Five years later, and the Welty family has banded together – both to help their son and others like him.

Angie said she wants families to talk about the hard stuff, and to take away the stigma that surrounds mental health.

“5 years ago May 1st is when it happened,” Welty remembered.

She says the day started out like any other. Angie got her two kids off to school, later she headed to the baseball fields to watch her son, Cody, play.

“I sent him a text and said 'hey dinner is at home tonight, I'll see you when you get home,'” Angie said.

Cody never responded, which Angie said was out of character for her son.

“I called and it went straight to voicemail and I knew, something is not right," she said. “I looked at my husband and said 'if he does not call me back in fifteen minutes I’m calling the Calvary, something is wrong.' Probably within fiveminutes the phone rang,” Angie said.

On the other end, a Clackamas County deputy.

“'I need to tell you that your son attempted to take his life tonight,'” she remembered the deputy saying “At that point for me, everything I knew to be true was just shattered.”

Thanks to a stranger finding him, Cody didn't die.

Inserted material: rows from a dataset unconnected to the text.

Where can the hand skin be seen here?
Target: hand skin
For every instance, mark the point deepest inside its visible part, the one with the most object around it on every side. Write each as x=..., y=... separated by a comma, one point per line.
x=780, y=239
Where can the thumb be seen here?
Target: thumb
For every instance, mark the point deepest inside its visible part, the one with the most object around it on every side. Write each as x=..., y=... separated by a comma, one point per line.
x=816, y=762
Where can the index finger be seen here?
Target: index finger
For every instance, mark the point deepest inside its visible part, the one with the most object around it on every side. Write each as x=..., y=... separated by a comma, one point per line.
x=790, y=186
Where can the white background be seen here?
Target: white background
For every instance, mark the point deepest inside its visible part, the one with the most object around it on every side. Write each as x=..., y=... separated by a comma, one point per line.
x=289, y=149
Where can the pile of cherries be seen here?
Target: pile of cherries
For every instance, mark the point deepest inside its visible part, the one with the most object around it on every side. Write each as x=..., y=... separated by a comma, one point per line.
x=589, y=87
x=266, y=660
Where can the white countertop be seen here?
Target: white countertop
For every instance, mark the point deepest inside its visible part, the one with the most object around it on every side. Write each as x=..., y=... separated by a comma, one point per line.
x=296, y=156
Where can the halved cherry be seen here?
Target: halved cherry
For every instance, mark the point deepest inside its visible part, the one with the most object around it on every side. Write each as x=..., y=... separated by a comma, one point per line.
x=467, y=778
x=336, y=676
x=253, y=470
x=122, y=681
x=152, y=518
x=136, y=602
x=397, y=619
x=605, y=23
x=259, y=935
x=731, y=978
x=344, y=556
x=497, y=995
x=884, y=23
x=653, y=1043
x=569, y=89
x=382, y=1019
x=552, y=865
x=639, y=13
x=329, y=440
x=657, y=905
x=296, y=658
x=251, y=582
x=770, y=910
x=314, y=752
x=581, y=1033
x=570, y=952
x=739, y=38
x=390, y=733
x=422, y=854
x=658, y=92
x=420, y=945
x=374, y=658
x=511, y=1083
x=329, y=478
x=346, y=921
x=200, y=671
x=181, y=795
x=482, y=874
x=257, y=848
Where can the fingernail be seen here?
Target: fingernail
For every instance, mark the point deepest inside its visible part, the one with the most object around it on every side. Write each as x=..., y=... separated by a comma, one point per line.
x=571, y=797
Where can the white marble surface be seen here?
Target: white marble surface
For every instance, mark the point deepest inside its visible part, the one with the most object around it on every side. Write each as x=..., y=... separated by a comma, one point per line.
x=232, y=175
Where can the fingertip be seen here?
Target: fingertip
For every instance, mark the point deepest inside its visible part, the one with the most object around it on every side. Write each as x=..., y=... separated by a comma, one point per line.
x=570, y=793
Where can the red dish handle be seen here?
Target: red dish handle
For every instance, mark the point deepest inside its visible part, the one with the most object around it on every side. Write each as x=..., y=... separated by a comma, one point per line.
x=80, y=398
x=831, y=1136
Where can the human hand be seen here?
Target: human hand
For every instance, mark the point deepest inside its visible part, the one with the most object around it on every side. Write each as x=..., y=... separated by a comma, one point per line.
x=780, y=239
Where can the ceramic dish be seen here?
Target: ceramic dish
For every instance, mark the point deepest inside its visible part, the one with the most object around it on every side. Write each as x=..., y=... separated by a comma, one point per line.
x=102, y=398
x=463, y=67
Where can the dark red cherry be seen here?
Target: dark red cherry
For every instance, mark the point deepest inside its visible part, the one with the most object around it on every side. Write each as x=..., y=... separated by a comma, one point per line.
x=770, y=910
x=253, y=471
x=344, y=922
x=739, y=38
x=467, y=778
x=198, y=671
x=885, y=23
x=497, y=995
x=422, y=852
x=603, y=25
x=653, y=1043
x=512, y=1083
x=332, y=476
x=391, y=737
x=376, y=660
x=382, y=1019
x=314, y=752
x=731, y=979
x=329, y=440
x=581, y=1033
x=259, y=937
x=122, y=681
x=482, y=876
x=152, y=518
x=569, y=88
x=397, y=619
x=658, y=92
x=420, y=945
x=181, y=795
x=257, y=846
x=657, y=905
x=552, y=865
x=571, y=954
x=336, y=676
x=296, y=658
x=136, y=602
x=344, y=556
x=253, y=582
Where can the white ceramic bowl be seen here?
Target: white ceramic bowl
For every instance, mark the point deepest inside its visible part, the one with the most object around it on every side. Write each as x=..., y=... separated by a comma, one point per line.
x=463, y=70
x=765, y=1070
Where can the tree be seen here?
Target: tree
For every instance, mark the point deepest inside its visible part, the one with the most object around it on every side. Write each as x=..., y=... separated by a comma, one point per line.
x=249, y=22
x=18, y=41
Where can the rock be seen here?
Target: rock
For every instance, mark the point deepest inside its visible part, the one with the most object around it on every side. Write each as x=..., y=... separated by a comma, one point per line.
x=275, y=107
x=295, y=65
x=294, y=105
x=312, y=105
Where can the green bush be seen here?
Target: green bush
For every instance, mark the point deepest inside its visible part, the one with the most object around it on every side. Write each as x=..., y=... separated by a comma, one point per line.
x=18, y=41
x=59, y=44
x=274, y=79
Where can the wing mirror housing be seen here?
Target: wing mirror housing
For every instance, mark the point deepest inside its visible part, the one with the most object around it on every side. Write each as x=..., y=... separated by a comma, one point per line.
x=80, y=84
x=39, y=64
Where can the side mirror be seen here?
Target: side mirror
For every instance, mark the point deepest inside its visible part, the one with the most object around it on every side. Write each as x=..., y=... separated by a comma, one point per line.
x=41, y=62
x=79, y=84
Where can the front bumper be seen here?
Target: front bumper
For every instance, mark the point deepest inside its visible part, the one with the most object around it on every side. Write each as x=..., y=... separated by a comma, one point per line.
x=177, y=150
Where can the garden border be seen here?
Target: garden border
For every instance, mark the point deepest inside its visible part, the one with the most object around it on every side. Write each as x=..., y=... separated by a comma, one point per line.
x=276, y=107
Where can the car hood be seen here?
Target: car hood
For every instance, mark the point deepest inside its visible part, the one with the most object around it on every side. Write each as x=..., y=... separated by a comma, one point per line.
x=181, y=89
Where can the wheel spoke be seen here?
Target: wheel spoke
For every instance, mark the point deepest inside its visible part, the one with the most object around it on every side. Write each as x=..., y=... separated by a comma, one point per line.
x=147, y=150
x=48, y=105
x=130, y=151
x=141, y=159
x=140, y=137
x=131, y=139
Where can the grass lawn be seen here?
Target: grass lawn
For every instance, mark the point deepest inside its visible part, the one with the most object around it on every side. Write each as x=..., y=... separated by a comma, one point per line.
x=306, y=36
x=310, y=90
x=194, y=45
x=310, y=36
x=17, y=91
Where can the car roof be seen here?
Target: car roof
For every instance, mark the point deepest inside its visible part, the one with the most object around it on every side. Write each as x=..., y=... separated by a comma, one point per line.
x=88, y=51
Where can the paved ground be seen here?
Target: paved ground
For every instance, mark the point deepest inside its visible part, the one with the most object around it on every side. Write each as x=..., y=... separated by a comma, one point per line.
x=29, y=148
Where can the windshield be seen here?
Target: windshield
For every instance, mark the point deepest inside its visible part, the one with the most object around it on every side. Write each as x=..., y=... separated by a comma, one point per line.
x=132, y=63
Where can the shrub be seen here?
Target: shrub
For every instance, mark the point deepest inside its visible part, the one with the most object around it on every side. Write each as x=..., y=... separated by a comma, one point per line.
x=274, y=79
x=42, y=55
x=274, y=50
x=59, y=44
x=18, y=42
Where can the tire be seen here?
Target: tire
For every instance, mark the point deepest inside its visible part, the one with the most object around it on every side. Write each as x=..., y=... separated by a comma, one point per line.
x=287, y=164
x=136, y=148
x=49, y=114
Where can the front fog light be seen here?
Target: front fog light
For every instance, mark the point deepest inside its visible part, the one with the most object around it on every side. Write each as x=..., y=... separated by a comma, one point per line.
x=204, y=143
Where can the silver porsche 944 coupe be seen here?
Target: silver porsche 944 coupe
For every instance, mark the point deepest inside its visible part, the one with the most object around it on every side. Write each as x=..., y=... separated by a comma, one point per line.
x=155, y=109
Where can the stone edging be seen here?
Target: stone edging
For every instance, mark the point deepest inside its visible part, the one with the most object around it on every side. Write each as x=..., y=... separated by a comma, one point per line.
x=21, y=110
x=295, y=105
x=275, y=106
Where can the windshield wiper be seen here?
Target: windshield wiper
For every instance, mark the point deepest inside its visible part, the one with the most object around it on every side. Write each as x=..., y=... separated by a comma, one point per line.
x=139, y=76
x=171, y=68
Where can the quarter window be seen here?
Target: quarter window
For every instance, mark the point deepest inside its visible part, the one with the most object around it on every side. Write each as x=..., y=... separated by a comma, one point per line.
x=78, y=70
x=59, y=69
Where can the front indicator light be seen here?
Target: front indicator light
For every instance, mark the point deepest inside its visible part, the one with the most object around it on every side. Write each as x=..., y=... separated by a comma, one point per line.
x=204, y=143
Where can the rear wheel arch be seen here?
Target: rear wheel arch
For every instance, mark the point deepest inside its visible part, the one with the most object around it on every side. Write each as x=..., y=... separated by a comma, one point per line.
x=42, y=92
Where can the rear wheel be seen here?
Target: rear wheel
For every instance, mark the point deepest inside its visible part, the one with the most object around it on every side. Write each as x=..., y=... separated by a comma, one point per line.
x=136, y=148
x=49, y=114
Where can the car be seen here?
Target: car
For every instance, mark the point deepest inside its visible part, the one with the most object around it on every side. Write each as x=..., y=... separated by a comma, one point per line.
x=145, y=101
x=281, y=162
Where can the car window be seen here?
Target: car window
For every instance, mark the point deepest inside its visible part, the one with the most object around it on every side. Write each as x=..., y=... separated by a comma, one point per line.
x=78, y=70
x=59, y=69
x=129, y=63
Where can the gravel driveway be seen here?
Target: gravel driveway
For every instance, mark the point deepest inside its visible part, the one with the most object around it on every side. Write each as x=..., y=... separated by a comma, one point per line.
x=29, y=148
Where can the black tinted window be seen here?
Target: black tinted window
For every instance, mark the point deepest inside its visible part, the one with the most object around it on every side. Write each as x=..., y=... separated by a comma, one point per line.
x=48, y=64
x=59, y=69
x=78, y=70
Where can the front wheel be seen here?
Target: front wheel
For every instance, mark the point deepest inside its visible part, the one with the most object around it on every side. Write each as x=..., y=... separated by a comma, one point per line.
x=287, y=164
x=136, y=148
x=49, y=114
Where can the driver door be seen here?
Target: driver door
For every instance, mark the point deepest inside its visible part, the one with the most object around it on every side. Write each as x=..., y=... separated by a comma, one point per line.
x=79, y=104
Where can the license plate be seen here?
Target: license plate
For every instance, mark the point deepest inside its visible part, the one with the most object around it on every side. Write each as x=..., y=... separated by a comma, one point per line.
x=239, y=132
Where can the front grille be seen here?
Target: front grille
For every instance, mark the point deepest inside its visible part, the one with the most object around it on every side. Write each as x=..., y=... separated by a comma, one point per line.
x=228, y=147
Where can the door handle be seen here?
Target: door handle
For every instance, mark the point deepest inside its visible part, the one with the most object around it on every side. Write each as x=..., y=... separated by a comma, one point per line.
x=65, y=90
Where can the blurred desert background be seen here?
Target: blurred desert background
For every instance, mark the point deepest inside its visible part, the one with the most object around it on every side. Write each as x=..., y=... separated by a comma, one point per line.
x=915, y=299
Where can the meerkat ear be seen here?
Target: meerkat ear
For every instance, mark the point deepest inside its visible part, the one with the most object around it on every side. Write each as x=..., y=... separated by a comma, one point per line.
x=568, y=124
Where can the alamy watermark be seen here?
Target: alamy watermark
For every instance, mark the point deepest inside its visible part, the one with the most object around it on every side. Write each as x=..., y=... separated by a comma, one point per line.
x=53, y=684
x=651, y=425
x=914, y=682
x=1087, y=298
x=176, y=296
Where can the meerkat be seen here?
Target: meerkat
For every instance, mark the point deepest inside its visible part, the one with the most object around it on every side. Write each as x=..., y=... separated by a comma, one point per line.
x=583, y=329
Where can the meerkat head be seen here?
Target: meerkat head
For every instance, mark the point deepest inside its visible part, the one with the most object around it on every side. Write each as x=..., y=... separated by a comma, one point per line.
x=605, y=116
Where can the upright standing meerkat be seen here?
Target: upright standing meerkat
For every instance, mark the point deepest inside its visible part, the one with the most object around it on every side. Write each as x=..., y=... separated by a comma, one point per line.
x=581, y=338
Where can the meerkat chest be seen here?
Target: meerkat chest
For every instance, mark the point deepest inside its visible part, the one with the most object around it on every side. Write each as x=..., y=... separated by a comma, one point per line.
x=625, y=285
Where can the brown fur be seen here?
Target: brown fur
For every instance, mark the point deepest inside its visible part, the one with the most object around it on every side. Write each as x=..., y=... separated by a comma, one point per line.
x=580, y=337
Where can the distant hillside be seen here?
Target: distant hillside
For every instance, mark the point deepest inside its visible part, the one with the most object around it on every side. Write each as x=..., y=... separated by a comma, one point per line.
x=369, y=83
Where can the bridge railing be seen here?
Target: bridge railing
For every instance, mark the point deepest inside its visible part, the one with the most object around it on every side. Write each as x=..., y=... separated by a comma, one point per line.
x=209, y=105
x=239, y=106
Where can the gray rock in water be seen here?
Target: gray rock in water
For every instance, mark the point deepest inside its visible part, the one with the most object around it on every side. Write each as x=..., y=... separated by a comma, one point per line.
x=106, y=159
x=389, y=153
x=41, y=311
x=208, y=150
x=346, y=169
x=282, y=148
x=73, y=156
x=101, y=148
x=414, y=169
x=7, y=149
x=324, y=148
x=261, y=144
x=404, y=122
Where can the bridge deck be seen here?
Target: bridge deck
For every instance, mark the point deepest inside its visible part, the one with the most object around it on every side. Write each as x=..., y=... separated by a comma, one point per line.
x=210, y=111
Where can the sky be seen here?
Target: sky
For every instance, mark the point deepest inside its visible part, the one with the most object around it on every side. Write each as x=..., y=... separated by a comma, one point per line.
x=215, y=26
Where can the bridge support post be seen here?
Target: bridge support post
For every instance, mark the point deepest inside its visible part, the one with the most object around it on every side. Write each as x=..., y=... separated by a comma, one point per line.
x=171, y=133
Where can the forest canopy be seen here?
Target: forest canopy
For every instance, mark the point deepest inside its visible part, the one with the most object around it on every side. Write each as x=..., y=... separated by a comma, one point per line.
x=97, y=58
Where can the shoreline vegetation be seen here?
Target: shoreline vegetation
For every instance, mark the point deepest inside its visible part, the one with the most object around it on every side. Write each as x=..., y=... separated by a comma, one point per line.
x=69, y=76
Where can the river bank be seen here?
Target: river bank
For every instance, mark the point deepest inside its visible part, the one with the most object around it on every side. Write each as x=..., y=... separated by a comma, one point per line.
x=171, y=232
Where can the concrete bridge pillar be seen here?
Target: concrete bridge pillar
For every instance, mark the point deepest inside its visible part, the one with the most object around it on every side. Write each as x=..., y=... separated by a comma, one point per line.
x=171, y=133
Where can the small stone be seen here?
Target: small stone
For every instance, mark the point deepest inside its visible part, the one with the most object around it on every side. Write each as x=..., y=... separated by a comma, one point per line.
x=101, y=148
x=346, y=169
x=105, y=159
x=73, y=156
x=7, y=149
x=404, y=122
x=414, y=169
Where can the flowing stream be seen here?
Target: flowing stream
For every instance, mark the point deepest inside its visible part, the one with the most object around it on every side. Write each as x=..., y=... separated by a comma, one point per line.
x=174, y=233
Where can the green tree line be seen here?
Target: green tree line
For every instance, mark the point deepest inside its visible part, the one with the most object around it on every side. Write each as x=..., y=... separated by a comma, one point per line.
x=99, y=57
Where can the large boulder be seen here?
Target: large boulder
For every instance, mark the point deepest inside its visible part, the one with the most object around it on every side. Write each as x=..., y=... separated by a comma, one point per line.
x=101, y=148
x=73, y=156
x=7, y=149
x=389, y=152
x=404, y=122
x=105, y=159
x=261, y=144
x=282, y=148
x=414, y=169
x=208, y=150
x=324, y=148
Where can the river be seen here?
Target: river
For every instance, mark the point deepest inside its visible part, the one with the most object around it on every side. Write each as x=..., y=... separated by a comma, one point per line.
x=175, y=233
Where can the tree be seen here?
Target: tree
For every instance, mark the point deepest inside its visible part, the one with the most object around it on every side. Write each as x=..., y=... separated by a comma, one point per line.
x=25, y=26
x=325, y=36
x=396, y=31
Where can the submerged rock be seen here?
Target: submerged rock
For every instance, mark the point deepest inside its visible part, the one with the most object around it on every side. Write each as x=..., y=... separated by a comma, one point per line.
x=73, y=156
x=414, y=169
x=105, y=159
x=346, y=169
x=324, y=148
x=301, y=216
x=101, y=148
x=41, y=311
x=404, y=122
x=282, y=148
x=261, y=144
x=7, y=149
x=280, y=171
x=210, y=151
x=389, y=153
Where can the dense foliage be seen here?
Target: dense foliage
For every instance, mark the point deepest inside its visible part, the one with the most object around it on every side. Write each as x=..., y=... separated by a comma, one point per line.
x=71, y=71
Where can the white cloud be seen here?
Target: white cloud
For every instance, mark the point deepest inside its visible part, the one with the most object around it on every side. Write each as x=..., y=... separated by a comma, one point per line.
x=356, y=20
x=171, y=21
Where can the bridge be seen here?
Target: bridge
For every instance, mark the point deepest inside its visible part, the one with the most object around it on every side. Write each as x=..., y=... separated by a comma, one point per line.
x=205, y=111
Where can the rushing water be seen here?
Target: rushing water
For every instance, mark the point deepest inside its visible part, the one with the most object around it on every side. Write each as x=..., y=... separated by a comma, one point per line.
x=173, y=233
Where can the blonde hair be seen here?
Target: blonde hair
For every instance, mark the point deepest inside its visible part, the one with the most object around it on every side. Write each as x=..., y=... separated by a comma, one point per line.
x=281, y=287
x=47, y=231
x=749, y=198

“It’s an absolute miracle that he was saved, because where he was at he shouldn't have been found,” Angie said.


Almost immediately, Angie questioned herself.

“As a mom, your job is to take care of your child. How did I miss it?” she said.

Together the family faced a long road to help Cody. With a mix of counseling and medication he found balance. Now, Angie and Cody have made it their life mission to help other families.

“One of my goals and things we work on is that it has to be part of normal conversation and it has to start way earlier in life,” Angie said.

Angie says, for parents it’s important to ask the tough questions, ask more than just ‘How are you?’ instead ask pointed questions and talk openly about mental health.